### Exercise 1 - Given 1000 records in a dataset, 1000 models are trained with 999 records as part of the training sample and the remaining 1 sample for testing, and the error rate is averaged out, this validation technique is called what?

Answer: LOOCV (leave-one-out cross validation)

### Exercise 2 - In k-fold cross validation technique, the value of k being small could lead to which of the following in relation to the error rate?

Answer: High bias and low variance

### Exercise 3 - In k-fold cross validation technique, the value of k being large could lead to which of the following in relation to the error rate?

Answer: Low bias and high variance

### Exercise 4 - Explain what regularization is and why it is useful.

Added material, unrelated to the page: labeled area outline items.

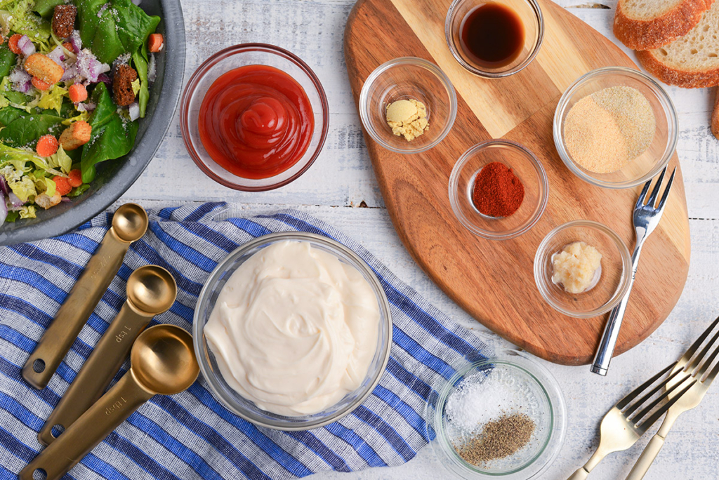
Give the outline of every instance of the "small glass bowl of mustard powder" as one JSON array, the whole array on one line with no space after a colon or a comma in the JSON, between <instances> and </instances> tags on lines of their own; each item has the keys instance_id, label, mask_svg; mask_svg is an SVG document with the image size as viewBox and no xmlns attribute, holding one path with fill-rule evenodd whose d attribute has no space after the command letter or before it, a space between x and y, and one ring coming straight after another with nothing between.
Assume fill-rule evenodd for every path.
<instances>
[{"instance_id":1,"label":"small glass bowl of mustard powder","mask_svg":"<svg viewBox=\"0 0 719 480\"><path fill-rule=\"evenodd\" d=\"M449 381L434 386L438 394L426 414L440 463L467 480L541 477L567 430L564 397L551 374L513 350L453 367Z\"/></svg>"},{"instance_id":2,"label":"small glass bowl of mustard powder","mask_svg":"<svg viewBox=\"0 0 719 480\"><path fill-rule=\"evenodd\" d=\"M570 317L590 318L608 312L629 290L631 277L631 256L624 241L609 227L589 220L557 227L534 256L539 293Z\"/></svg>"},{"instance_id":3,"label":"small glass bowl of mustard powder","mask_svg":"<svg viewBox=\"0 0 719 480\"><path fill-rule=\"evenodd\" d=\"M452 129L457 109L457 93L444 73L413 57L377 67L360 93L365 129L397 153L419 153L436 146Z\"/></svg>"},{"instance_id":4,"label":"small glass bowl of mustard powder","mask_svg":"<svg viewBox=\"0 0 719 480\"><path fill-rule=\"evenodd\" d=\"M511 206L505 216L487 214L493 209L482 208L476 201L477 196L493 196L495 200L500 196L492 189L477 191L481 186L477 184L478 175L488 165L491 167L498 163L518 180L523 193L518 207ZM508 240L528 231L544 213L549 195L546 172L539 160L526 147L511 140L477 144L459 157L449 175L449 203L457 220L475 235L490 240Z\"/></svg>"},{"instance_id":5,"label":"small glass bowl of mustard powder","mask_svg":"<svg viewBox=\"0 0 719 480\"><path fill-rule=\"evenodd\" d=\"M629 188L664 168L679 138L677 111L664 88L631 68L580 77L554 113L554 144L575 175L605 188Z\"/></svg>"}]
</instances>

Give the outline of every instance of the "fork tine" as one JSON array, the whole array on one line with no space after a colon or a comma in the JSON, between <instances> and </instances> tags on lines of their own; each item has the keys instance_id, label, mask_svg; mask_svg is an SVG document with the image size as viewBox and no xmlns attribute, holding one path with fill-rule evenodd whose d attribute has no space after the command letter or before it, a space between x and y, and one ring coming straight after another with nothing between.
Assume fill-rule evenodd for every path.
<instances>
[{"instance_id":1,"label":"fork tine","mask_svg":"<svg viewBox=\"0 0 719 480\"><path fill-rule=\"evenodd\" d=\"M656 185L654 185L654 190L651 190L651 195L649 195L649 200L646 202L648 206L654 208L656 203L656 198L659 196L659 190L661 190L661 183L664 180L664 174L667 173L667 167L661 170L661 173L659 174L659 177L656 180Z\"/></svg>"},{"instance_id":2,"label":"fork tine","mask_svg":"<svg viewBox=\"0 0 719 480\"><path fill-rule=\"evenodd\" d=\"M661 415L664 415L664 413L666 413L667 410L668 410L669 408L672 407L672 405L677 403L679 399L682 398L682 396L684 394L687 393L687 391L689 390L689 389L694 387L694 384L695 383L697 383L697 381L694 380L693 382L692 382L692 383L687 385L687 387L684 387L684 389L682 389L681 392L679 392L679 394L677 394L674 398L672 398L671 400L669 400L664 405L662 405L661 408L656 410L656 412L655 412L654 415L652 415L651 417L649 417L646 420L642 422L641 425L636 425L637 429L640 430L646 430L647 428L651 427L654 422L659 420L659 417Z\"/></svg>"},{"instance_id":3,"label":"fork tine","mask_svg":"<svg viewBox=\"0 0 719 480\"><path fill-rule=\"evenodd\" d=\"M712 322L712 324L709 326L709 328L705 330L702 334L699 336L699 338L697 338L693 343L692 343L692 346L689 347L689 350L687 350L686 353L682 356L682 358L679 359L679 362L684 363L684 369L686 369L686 364L688 364L689 361L692 359L692 357L694 356L694 354L696 353L697 349L699 349L699 347L704 342L705 339L709 336L709 334L713 330L714 330L714 328L718 323L719 323L719 317L717 317L716 319Z\"/></svg>"},{"instance_id":4,"label":"fork tine","mask_svg":"<svg viewBox=\"0 0 719 480\"><path fill-rule=\"evenodd\" d=\"M619 410L623 410L623 408L625 407L626 407L628 405L629 405L630 402L631 402L635 398L636 398L637 397L638 397L641 394L641 392L644 392L644 390L646 390L647 388L649 388L649 386L651 385L651 384L653 384L655 382L656 382L658 379L659 379L660 378L661 378L664 375L664 374L666 374L667 371L669 371L672 369L673 369L675 364L672 364L671 365L669 365L669 366L667 366L666 369L664 369L664 370L662 370L659 373L656 374L656 375L654 375L654 377L652 377L651 379L649 379L649 380L647 380L646 382L645 382L644 383L643 383L642 384L639 385L636 389L634 389L633 390L632 390L631 392L630 392L628 394L627 394L626 397L625 397L624 398L623 398L622 400L619 400L619 402L617 402L617 405L616 405L617 408L618 408ZM676 373L679 373L679 371L677 371ZM672 377L674 377L674 375L672 375ZM661 384L659 386L660 388L661 387L664 387L665 384L667 384L666 382L664 382L663 384Z\"/></svg>"},{"instance_id":5,"label":"fork tine","mask_svg":"<svg viewBox=\"0 0 719 480\"><path fill-rule=\"evenodd\" d=\"M717 337L719 337L719 332L717 332L717 334L713 338L712 338L712 343L716 341ZM704 376L704 372L708 370L709 367L711 366L712 362L714 361L714 359L717 358L717 354L719 354L719 347L715 347L714 351L712 352L711 355L710 355L707 359L705 360L702 359L702 364L700 365L699 373L693 375L693 377L695 377L697 379L702 378L702 377Z\"/></svg>"},{"instance_id":6,"label":"fork tine","mask_svg":"<svg viewBox=\"0 0 719 480\"><path fill-rule=\"evenodd\" d=\"M644 206L644 200L646 200L646 193L649 191L649 187L651 186L651 180L644 184L644 188L641 189L641 193L639 193L639 198L636 199L636 205L634 206L634 210L641 208Z\"/></svg>"},{"instance_id":7,"label":"fork tine","mask_svg":"<svg viewBox=\"0 0 719 480\"><path fill-rule=\"evenodd\" d=\"M702 349L702 351L699 352L699 354L697 355L696 358L692 361L692 363L684 367L684 369L685 371L691 371L692 370L694 370L701 362L703 361L704 358L707 356L707 352L708 352L709 349L714 346L715 343L716 343L717 338L719 338L719 331L714 334L714 337L707 343L703 349Z\"/></svg>"},{"instance_id":8,"label":"fork tine","mask_svg":"<svg viewBox=\"0 0 719 480\"><path fill-rule=\"evenodd\" d=\"M674 375L672 375L672 377L674 377ZM672 377L669 377L669 379L667 379L667 382L668 382L668 381L669 381L669 379L670 379L671 378L672 378ZM641 419L642 419L642 418L643 418L643 417L644 417L644 415L646 415L647 413L649 413L649 412L651 412L651 410L652 410L652 409L653 409L653 408L654 408L654 407L656 407L656 405L658 405L659 404L659 402L661 402L662 400L664 400L665 398L668 397L669 396L669 394L671 394L671 393L672 393L672 392L674 392L674 390L676 390L676 389L677 389L677 388L679 388L679 387L681 387L681 386L682 386L682 384L683 384L683 383L684 383L684 382L686 382L687 379L691 379L691 378L692 378L692 376L691 376L691 375L686 375L686 377L684 377L682 378L682 379L680 379L680 380L679 380L679 382L677 382L677 383L675 383L675 384L674 384L674 385L672 385L672 387L671 387L670 388L668 388L668 389L667 389L667 390L666 390L666 391L665 391L665 392L664 392L663 394L661 394L661 395L659 395L659 397L657 397L657 398L656 398L656 400L653 400L653 401L651 402L651 403L650 403L650 404L649 404L649 405L647 405L647 406L646 406L646 407L645 407L644 409L643 409L643 410L641 410L641 412L639 412L639 413L638 413L638 414L636 414L636 415L634 415L634 417L633 417L633 418L632 419L632 420L631 420L631 421L632 421L632 423L635 423L635 424L636 424L636 423L639 423L639 420L641 420ZM693 385L693 384L694 384L695 383L696 383L696 380L694 380L694 381L692 381L692 385ZM681 397L681 394L679 394L679 397ZM646 399L642 399L642 400L646 400ZM640 404L640 405L641 405L641 404ZM628 417L628 415L627 415L626 416L627 416L627 417Z\"/></svg>"},{"instance_id":9,"label":"fork tine","mask_svg":"<svg viewBox=\"0 0 719 480\"><path fill-rule=\"evenodd\" d=\"M667 183L667 188L664 189L664 195L661 195L661 200L659 200L659 205L656 208L659 210L662 210L664 208L664 203L667 203L667 197L669 196L669 190L672 190L672 183L674 182L674 177L677 175L677 167L674 167L674 172L672 172L672 176L669 177L669 181Z\"/></svg>"},{"instance_id":10,"label":"fork tine","mask_svg":"<svg viewBox=\"0 0 719 480\"><path fill-rule=\"evenodd\" d=\"M673 380L675 377L677 377L677 375L679 375L679 374L681 374L681 377L677 379L677 382L674 383L674 384L673 387L672 387L669 389L667 389L664 392L664 393L659 397L659 400L661 400L662 398L664 398L664 396L666 396L670 392L672 392L672 390L673 390L677 385L679 385L679 384L683 383L684 380L686 380L687 378L689 378L690 377L691 377L691 375L690 375L689 374L684 372L683 370L677 370L677 371L674 372L673 374L672 374L671 375L669 375L668 377L667 377L667 379L664 382L662 382L661 383L660 383L659 385L657 385L654 388L651 389L651 390L650 392L647 392L647 394L646 395L644 395L644 397L642 397L641 398L640 398L638 400L637 400L634 403L634 405L631 405L629 408L628 408L626 410L625 410L624 415L626 417L629 417L632 413L633 413L634 410L636 410L636 409L638 409L645 402L646 402L648 400L649 400L650 398L651 398L657 392L659 392L659 390L661 390L663 388L666 388L667 385L669 384L669 382L671 382L672 380ZM641 417L643 417L644 415L646 415L646 412L649 412L649 410L651 410L651 407L654 407L654 405L655 405L656 403L656 402L654 402L654 404L649 405L649 410L645 409L645 410L646 410L646 412L643 412L641 414L638 415L638 416Z\"/></svg>"},{"instance_id":11,"label":"fork tine","mask_svg":"<svg viewBox=\"0 0 719 480\"><path fill-rule=\"evenodd\" d=\"M717 374L719 374L719 363L715 365L714 368L712 369L712 371L709 372L708 375L707 375L707 379L704 381L707 387L708 387L709 385L712 384L714 379L716 378Z\"/></svg>"}]
</instances>

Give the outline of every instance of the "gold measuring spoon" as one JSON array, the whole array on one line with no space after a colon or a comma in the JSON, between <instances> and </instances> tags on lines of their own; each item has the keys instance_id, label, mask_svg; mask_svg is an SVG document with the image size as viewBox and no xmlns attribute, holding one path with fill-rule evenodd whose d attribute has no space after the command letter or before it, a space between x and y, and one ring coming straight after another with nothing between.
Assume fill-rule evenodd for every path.
<instances>
[{"instance_id":1,"label":"gold measuring spoon","mask_svg":"<svg viewBox=\"0 0 719 480\"><path fill-rule=\"evenodd\" d=\"M85 412L112 381L140 332L156 315L167 311L177 296L175 279L162 267L141 267L127 279L127 300L52 410L37 438L50 445Z\"/></svg>"},{"instance_id":2,"label":"gold measuring spoon","mask_svg":"<svg viewBox=\"0 0 719 480\"><path fill-rule=\"evenodd\" d=\"M130 362L129 371L23 469L19 480L32 480L36 470L44 471L47 480L60 479L140 405L156 394L182 392L200 372L192 336L173 325L140 333Z\"/></svg>"},{"instance_id":3,"label":"gold measuring spoon","mask_svg":"<svg viewBox=\"0 0 719 480\"><path fill-rule=\"evenodd\" d=\"M139 205L126 203L117 209L112 227L22 367L22 377L27 383L38 389L47 385L120 269L130 244L145 235L147 224L147 213Z\"/></svg>"}]
</instances>

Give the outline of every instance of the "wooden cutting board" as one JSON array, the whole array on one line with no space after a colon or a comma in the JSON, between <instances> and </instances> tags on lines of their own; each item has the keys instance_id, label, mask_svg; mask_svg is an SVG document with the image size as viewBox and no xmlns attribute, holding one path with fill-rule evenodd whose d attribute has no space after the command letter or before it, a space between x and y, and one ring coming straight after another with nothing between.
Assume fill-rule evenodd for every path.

Answer: Fitting a model with all the input variables. It shrinks the variables towards zero relative to the least squares estimates. This helps with reducing variance. The two best techiqnues for shrinking the regression coefficients towards zero are *ridge regression* and the *LASSO*

### Exercise 5 - Use framingham.csv data file. It is from an ongoing cardiovascular study on residents of the town of Framingham, Massachusetts. The classification goal is to predict whether the patient has 10-year risk of future coronary heart disease (CHD). The dataset provides the patients' information. It includes over 4,000 records and 15 attributes. Each attribute is a potential risk factor. There are both demographic, behavioral and medical risk factors.

In [7]:
### 5a - Using the pandas library, read the csv data file and create a data-frame called heart. ###

import pandas as pd
import numpy as np
from sklearn.model_selection import KFold
from sklearn.linear_model import LogisticRegression
from sklearn.preprocessing import MinMaxScaler
from sklearn.metrics import f1_score

heart = pd.read_csv('framingham.csv')
heart.head()

Unnamed: 0,male,age,education,currentSmoker,cigsPerDay,BPMeds,prevalentStroke,prevalentHyp,diabetes,totChol,sysBP,diaBP,BMI,heartRate,glucose,TenYearCHD
0,1,39,4.0,0,0.0,0.0,0,0,0,195.0,106.0,70.0,26.97,80.0,77.0,0
1,0,46,2.0,0,0.0,0.0,0,0,0,250.0,121.0,81.0,28.73,95.0,76.0,0
2,1,48,1.0,1,20.0,0.0,0,0,0,245.0,127.5,80.0,25.34,75.0,70.0,0
3,0,61,3.0,1,30.0,0.0,0,1,0,225.0,150.0,95.0,28.58,65.0,103.0,1
4,0,46,3.0,1,23.0,0.0,0,0,0,285.0,130.0,84.0,23.1,85.0,85.0,0


In [8]:
### 5b - Remove observations with missing values ###

heart = heart.dropna()

In [28]:
### 5c - Perform a 5-folds cross validation with the goal of measuring the performance
### in terms of F1-score, of two competing models:

#TenYearCHD is target variable
X = heart.drop(columns = ['TenYearCHD'], axis=1)
Y = heart['TenYearCHD']

#5 KFolds cross validation
k_fold = KFold(n_splits = 5, shuffle = True)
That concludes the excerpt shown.